Spanish Home Prices Fall Most on Record as Economy Shrinks

Spanish home prices fell the most on record in the second quarter as the euro area’s fourth- largest economy shrank and a reduction in mortgage lending crimped demand for property.

The average price of houses and apartments declined 14.4 percent from a year earlier, the most since the measurement began in 2008, the National Statistics Institute in Madrid said today in an e-mailed statement. Prices fell 3.3 percent from the previous quarter.

“The data reflects a significant drop and confirms that prices haven’t bottomed out yet,” said Fernando Encinar, co- founder of Idealista.com, Spain’s largest property website. “Only homes that are heavily discounted will sell as access to credit has completely dried up for potential buyers.”

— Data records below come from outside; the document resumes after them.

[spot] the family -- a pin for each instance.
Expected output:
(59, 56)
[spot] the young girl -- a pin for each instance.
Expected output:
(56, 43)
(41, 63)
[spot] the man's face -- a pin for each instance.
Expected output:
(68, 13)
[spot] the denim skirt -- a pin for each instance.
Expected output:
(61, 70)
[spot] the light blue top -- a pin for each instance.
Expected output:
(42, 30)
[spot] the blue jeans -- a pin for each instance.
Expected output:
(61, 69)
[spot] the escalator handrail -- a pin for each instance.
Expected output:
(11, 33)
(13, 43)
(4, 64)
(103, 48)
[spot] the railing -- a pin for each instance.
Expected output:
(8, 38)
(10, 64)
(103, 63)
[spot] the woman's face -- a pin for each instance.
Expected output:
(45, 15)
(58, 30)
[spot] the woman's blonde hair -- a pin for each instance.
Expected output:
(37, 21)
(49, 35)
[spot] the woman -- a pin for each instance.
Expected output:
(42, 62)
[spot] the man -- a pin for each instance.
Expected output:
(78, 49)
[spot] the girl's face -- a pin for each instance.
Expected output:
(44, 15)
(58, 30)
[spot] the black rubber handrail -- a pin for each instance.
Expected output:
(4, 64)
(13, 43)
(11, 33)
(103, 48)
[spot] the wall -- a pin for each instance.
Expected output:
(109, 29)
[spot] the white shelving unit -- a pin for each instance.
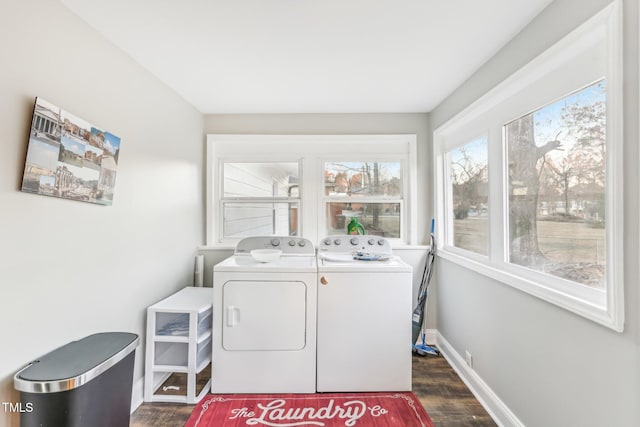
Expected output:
(178, 341)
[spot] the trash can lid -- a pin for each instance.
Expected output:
(76, 363)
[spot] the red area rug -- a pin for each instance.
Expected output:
(323, 409)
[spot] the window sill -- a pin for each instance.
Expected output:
(594, 307)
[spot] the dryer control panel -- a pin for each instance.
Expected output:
(349, 243)
(289, 245)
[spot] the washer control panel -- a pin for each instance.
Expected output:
(289, 245)
(350, 243)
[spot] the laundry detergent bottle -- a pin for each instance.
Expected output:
(355, 227)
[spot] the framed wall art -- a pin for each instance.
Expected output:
(69, 157)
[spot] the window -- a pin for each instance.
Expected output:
(556, 167)
(311, 185)
(469, 192)
(541, 157)
(260, 199)
(368, 191)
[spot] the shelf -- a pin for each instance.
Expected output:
(205, 336)
(168, 338)
(171, 368)
(172, 343)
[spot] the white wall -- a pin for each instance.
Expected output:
(548, 366)
(69, 269)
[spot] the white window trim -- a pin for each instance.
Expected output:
(311, 151)
(605, 307)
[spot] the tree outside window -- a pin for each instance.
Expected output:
(556, 168)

Spain, which forecasts an economic contraction of 1.7 percent this year, is in its second recession in three years. The country’s 25 percent unemployment rate is Europe’s highest and has diminished lending for residential real estate.

House prices more than doubled in the decade through 2007, before turning negative in the first quarter of 2008 and have since fallen by about 23 percent, data from the Ministry of Public Works show. Home prices have fallen 32.4 percent since a December 2007 peak, according to separate data from Tasaciones Inmobiliarias, Spain’s largest home appraiser.

Lending Drop

The number of Spanish homes sold declined in July for a 17th month, dropping 2.5 percent from a year earlier, according to the statistics agency. Mortgage lending fell 20.4 percent in June from the year-ago period, INE data shows.

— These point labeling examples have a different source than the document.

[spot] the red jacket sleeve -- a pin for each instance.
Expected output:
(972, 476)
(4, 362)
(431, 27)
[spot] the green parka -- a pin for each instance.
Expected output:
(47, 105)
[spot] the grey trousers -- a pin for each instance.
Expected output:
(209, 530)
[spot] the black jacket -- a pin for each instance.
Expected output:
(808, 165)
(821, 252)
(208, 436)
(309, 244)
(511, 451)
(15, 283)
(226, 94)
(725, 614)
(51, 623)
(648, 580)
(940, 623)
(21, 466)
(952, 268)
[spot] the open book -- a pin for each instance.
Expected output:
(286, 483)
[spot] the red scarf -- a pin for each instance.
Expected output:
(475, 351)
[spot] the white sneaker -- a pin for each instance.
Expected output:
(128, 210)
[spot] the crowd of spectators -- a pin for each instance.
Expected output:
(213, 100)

The government has passed two decrees this year forcing Spanish banks to make deeper provisions for losses linked to real estate in an effort to push down prices and boost sales.

Spain built on average 675,000 homes a year from 1997 to 2006, more than France, Germany and the U.K. combined, according to a report by a unit of Spanish savings bank Cajamar.

The property bonanza that ended in 2008 has left around 2 million unsold homes in Spain, representing supply that will take a decade to absorb, according to Madrid-based property research firm R.R. de Acuna & Asociados.

“Stock isn’t being reduced and some of it will never be sold because of its quality and location,” said Fernando Rodriguez de Acuna Martinez, a partner at Acuna & Asociados. “Some of it may have to be demolished in the future to stop the slide in prices.”